Table 2 summarizes application information such as data sets, shared memory size, and the sharing granularity. As can be seen, different applications naturally use minipages of different sizes, which in turn dictates the number of views as explained earlier in Section 2.

Table 2: Application Suite.

	Input Set	Shared	Num.	Sharing	Barr.	Locks
		Mem. Size	views	Granularity
SOR	32768x64 matrices	8 MB	16	a row, 256 bytes	21	-
IS	2²³ numbers, 2⁹ values	2 KB	8	256 bytes	90	-
WATER	512 molecules	336 KB	6	a molecule, 672 bytes	29	6720
LU	1024x1024 mat., 32x32 blocks	8 MB	1	a block, 4 KB	577	-
TSP	19 cities, recursion level 12	785KB	27	a tour, 148 bytes	3	681

The code for memory allocation in three of the applications was slightly modified in order to equate the allocations and the sharing units.

In the original code for WATER, all the molecules are stored in a single array (VAR) and are referenced via pointers. We altered the main function so that each molecule will be allocated separately.

IS allocates a shared portion of memory where the keys reside. The array is relatively small and is divided into regions of equal size where each host is in charge of another region. We modified the allocation routine to have these regions allocated separately and thus reside in different minipages.

TSP allocates a global memory structure that contains an array of tours. Each tour (TourElement) is of size 148 bytes and each tour is manipulated exclusively by one of the tasks. We extracted the array out of the global memory structure, leaving there only a pointer. We then allocated each tour independently so that each one resides in a separate minipage.
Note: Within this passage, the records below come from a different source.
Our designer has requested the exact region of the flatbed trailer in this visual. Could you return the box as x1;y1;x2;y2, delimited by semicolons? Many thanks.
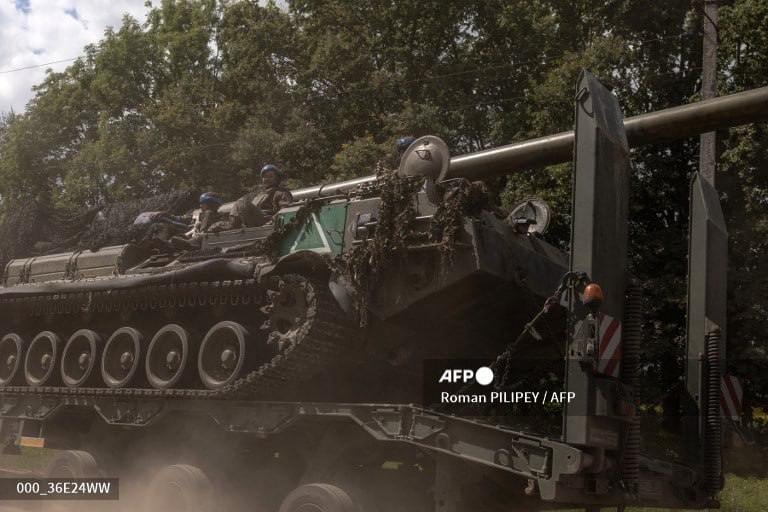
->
0;395;702;511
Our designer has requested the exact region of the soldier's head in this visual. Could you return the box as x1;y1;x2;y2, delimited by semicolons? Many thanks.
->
396;136;416;156
260;164;282;188
199;192;223;212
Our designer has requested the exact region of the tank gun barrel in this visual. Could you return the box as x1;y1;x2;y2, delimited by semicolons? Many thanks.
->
292;85;768;200
450;85;768;181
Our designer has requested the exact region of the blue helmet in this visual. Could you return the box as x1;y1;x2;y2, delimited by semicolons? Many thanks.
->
260;164;282;180
396;136;416;154
199;192;223;207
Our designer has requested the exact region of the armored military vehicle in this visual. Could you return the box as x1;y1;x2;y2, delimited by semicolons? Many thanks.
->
0;72;766;512
0;139;567;401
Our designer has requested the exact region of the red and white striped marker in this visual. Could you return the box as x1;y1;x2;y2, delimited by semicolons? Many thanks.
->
572;314;623;378
720;374;743;421
597;313;622;378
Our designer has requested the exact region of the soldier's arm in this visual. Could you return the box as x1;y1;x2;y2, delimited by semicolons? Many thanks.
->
208;214;242;233
275;190;294;209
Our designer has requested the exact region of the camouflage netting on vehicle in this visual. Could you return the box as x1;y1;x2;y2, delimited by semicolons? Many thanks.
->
78;189;199;250
0;198;93;268
334;172;501;324
334;165;423;325
429;179;498;267
0;189;199;268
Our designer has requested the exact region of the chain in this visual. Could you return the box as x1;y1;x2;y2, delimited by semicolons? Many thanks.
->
493;272;587;390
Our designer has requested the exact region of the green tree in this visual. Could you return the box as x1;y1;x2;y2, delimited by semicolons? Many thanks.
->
719;0;768;411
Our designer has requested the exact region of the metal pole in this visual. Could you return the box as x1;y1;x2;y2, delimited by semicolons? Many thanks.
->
289;86;768;201
700;0;719;186
449;87;768;181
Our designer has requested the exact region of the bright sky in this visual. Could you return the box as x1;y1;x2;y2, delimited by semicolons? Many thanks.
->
0;0;150;113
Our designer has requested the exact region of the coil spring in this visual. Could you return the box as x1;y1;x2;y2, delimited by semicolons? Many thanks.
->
621;284;641;493
703;329;723;494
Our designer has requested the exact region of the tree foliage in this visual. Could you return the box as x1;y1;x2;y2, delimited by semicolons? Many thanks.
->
0;0;766;408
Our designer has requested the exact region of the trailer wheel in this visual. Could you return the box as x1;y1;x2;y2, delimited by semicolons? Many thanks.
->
146;464;214;512
45;450;100;477
278;483;359;512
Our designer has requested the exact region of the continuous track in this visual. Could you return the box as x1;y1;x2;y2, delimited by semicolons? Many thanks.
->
0;273;353;401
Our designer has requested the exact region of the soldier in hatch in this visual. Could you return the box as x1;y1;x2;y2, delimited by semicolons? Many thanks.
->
194;192;224;235
394;136;416;168
168;192;224;250
210;164;293;231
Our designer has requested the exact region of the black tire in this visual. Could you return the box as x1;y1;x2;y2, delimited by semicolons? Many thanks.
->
45;450;100;477
145;464;214;512
279;483;359;512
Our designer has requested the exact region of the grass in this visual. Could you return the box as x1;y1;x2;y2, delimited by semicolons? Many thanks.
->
619;474;768;512
541;470;768;512
717;474;768;512
0;446;56;474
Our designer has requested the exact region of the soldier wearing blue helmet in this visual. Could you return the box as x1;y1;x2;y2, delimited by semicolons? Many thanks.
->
196;192;224;233
199;191;223;207
211;164;293;231
256;164;292;212
169;191;224;250
260;164;280;179
396;136;416;155
394;136;416;167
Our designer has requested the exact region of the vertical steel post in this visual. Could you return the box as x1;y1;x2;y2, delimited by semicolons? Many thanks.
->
563;71;630;449
685;173;727;488
699;0;719;186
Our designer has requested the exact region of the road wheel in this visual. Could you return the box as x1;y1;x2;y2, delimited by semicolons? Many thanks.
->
145;464;214;512
279;483;359;512
0;333;25;387
198;321;251;389
61;329;103;388
145;324;193;389
102;326;144;388
24;331;62;387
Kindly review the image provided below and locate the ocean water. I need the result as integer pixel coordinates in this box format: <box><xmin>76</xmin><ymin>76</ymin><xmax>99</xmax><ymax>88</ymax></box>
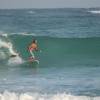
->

There was no need to modify SOR, as it uses a matrix which is allocated row by row. The granularity of a row is suitable as the sharing unit, so the size of a row may determine that of a minipage. Similarly, it was not necessary to modify LU, as it builds a matrix by allocating sub-blocks, each of size $32\times{}32\times\vert int\vert=4\mbox{KB}$ . Since the granularity of these sub-blocks is suitable as the sharing unit, the size of a minipage may be set equal to that of a 4KB page.